Xavier Raufer : « Monsieur Retailleau, ne laissez pas tricher le ministère de l’Intérieur »

À quand les résultats ? Les présents ministres de l’Intérieur et de la Justice veulent-ils épater tout le monde ?
Par Xavier Raufer.
Cette nouvelle contribution de Xavier Raufer est parue sur Atlantico hier, 15 février.
Intéressante analyse que nous ne commenterons pas sauf pour dire qu’elle émane d’un spécialiste très avisé dont nous suivons les travaux depuis des années.
Les chiffres de la délinquance qui viennent d’être publiés par le ministère de l’Intérieur reflètent mal la réalité criminelle du terrain.
Une fois encore, les chiffres « de la délinquance » récemment publiés par le service statistique du ministère de l’Intérieur sont confus, peu sincères et reflètent mal la réalité criminelle du terrain.
Preuve avec les cambriolages, coups et blessures volontaires, homicides et tentatives, vols avec armes ; chiffres que l’Intérieur collecte à l’état brut, mais trafique avant publication.
Cambriolages
L’ÉTAT 4001, système de comptage des infractions du ministère de l’Intérieur, compte 4 index consacrés aux cambriolages, cauchemar sécuritaire des Français :
– résidences principales ;
– résidences secondaires ;
– locaux industriels, commerciaux et financiers ;
– autres lieux (hangars agricoles, etc.).
Depuis les confinements, etc., de l’ère COVID (2020-2021), la population sort moins, télétravaille, etc. ; d’où, les cambriolages hors « résidences principales » augmentent.
Aussi, par économie d’énergie, les rues sont moins éclairées, aveuglant les caméras de vidéosurveillance.
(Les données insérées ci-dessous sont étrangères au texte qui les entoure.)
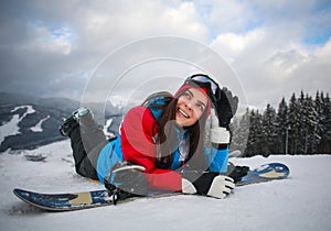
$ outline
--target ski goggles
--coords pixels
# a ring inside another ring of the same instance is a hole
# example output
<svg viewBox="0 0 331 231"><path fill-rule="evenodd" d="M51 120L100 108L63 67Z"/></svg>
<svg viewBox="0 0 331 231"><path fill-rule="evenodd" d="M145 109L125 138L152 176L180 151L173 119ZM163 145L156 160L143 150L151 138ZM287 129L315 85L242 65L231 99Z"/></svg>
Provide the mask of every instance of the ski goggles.
<svg viewBox="0 0 331 231"><path fill-rule="evenodd" d="M207 75L196 74L190 76L186 78L185 82L193 86L205 87L213 103L216 103L216 101L221 99L221 88L218 84Z"/></svg>

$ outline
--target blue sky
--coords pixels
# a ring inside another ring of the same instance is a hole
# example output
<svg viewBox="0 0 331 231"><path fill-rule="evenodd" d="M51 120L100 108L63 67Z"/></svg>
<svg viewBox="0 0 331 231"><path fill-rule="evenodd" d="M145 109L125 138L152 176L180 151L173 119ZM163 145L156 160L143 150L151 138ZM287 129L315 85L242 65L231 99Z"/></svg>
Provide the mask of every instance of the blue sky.
<svg viewBox="0 0 331 231"><path fill-rule="evenodd" d="M0 11L0 91L24 89L79 100L107 55L135 41L167 35L196 41L222 55L252 107L277 106L300 90L330 92L329 0L6 0ZM158 53L167 50L178 47L158 47ZM120 57L115 69L131 58ZM192 72L174 66L183 78ZM126 89L145 82L147 75L161 75L130 72L135 79L118 88L124 94L110 94L114 98L127 97ZM232 86L220 76L222 85ZM108 78L118 80L116 75Z"/></svg>

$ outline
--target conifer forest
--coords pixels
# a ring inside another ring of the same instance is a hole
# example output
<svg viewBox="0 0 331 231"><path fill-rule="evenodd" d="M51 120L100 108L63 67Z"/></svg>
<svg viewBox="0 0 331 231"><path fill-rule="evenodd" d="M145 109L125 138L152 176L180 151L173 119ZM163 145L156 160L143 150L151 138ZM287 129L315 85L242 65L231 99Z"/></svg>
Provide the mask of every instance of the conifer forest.
<svg viewBox="0 0 331 231"><path fill-rule="evenodd" d="M329 94L301 91L264 111L246 109L231 127L232 150L243 156L270 154L331 154L331 102Z"/></svg>

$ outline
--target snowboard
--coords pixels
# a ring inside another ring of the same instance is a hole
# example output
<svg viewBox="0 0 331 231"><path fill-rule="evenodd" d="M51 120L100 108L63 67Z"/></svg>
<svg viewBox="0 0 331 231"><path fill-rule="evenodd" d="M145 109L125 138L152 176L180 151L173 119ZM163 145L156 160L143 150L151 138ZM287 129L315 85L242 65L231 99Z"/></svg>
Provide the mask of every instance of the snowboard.
<svg viewBox="0 0 331 231"><path fill-rule="evenodd" d="M281 163L270 163L249 170L236 186L250 185L275 179L284 179L289 175L289 168ZM13 194L24 202L46 211L73 211L88 208L114 205L113 197L107 190L82 191L72 194L40 194L15 188ZM148 196L131 197L125 200L117 200L124 204L140 198L161 198L181 195L181 193L153 193Z"/></svg>

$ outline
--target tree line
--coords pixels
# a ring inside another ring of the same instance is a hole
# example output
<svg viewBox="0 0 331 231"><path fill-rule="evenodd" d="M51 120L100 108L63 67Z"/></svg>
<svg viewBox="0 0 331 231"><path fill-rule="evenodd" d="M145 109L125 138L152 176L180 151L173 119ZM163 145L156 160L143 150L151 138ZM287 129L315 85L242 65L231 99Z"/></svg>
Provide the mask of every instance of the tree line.
<svg viewBox="0 0 331 231"><path fill-rule="evenodd" d="M314 97L301 91L275 109L246 109L232 123L232 150L243 156L270 154L331 154L331 102L329 94Z"/></svg>

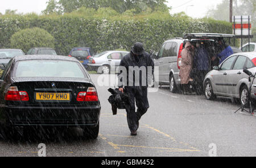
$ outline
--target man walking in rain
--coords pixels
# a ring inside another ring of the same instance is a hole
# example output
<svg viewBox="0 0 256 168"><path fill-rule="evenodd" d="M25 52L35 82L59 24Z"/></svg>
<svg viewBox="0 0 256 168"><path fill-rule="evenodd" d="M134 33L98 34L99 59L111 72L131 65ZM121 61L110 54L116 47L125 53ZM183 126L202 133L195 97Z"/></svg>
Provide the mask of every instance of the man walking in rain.
<svg viewBox="0 0 256 168"><path fill-rule="evenodd" d="M118 74L119 90L129 96L130 105L126 108L127 120L131 135L135 136L139 128L139 120L149 107L148 73L152 75L154 73L154 61L149 54L144 51L143 44L137 42L132 46L131 51L123 57L119 66L119 70L122 70ZM149 70L152 71L148 72Z"/></svg>

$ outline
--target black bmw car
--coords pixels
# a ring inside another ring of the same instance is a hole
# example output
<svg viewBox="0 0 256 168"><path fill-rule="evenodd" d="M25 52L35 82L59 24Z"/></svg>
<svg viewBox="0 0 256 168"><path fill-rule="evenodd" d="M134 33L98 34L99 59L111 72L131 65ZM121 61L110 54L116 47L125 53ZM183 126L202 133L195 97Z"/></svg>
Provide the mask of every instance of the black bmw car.
<svg viewBox="0 0 256 168"><path fill-rule="evenodd" d="M94 84L73 57L15 57L0 78L0 119L13 128L80 127L96 139L100 110Z"/></svg>

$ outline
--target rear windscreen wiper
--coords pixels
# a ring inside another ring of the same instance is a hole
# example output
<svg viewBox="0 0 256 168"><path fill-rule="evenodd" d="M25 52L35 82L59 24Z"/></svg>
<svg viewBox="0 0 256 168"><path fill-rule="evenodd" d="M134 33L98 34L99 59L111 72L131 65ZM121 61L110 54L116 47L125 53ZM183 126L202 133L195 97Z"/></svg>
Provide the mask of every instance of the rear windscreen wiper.
<svg viewBox="0 0 256 168"><path fill-rule="evenodd" d="M9 58L13 58L13 57L3 57L3 58L0 57L0 59L9 59Z"/></svg>

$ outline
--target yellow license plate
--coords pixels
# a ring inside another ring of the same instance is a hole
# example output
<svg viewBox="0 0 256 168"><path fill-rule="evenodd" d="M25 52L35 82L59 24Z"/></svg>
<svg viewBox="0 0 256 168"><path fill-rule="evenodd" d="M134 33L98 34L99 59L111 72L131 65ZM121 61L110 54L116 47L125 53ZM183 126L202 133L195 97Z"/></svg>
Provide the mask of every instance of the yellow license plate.
<svg viewBox="0 0 256 168"><path fill-rule="evenodd" d="M36 100L69 100L69 93L36 93Z"/></svg>

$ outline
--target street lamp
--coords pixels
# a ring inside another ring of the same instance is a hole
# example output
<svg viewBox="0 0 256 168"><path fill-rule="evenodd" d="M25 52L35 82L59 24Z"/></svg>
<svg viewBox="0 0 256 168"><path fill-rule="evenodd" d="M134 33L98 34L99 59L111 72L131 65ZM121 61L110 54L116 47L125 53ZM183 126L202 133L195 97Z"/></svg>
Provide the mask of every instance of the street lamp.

Exemple : Paris + Petite couronne, comparaison de 2020 (confinement) sur 2019, cambriolages de logements, moins 23% ; autres cambriolages, plus 40%. Pareil dans le département du Nord : cambriolages de logements, -19% ; autres cambriolages, +28%, etc.
Or l’Intérieur qui bien sûr, connaît tous ces chiffres, ne publie que ceux des « résidences principales », occultant le reste.
Revenons au cas précédent : fin 2021 (après l’épisode COVID), l’Intérieur publie la seule ligne « cambriolages de logements » et claironne que les effractions baissent !
En fait, si l’Intérieur annonce cent cambriolages, il y en 140 minimum.
Preuve, avec des chiffres camouflés aux Français, le bilan réel des cambriolages en France en 2024.
Chiffre avoué par l’Intérieur (« résidences principales ») 218 700 cambriolages ; plus ceux qu’il censure (autres index, désormais ± 50% de l’ensemble) ± 109 350.
Total des cambriolages recensés par l’Intérieur, ± 328 050.
Or, Beauvau ne les connaît pas tous, tout cambriolé ne portant pas plainte.
Un « chiffre noir » estimé par les « Enquêtes de victimation » du ministère de l’Intérieur à 44% des victimes, ± 144 342 cambriolages.
Total des effractions vraiment subies par les Français en 2024, dans quelque local que ce soit ; déclarées ou non, ± 472 392.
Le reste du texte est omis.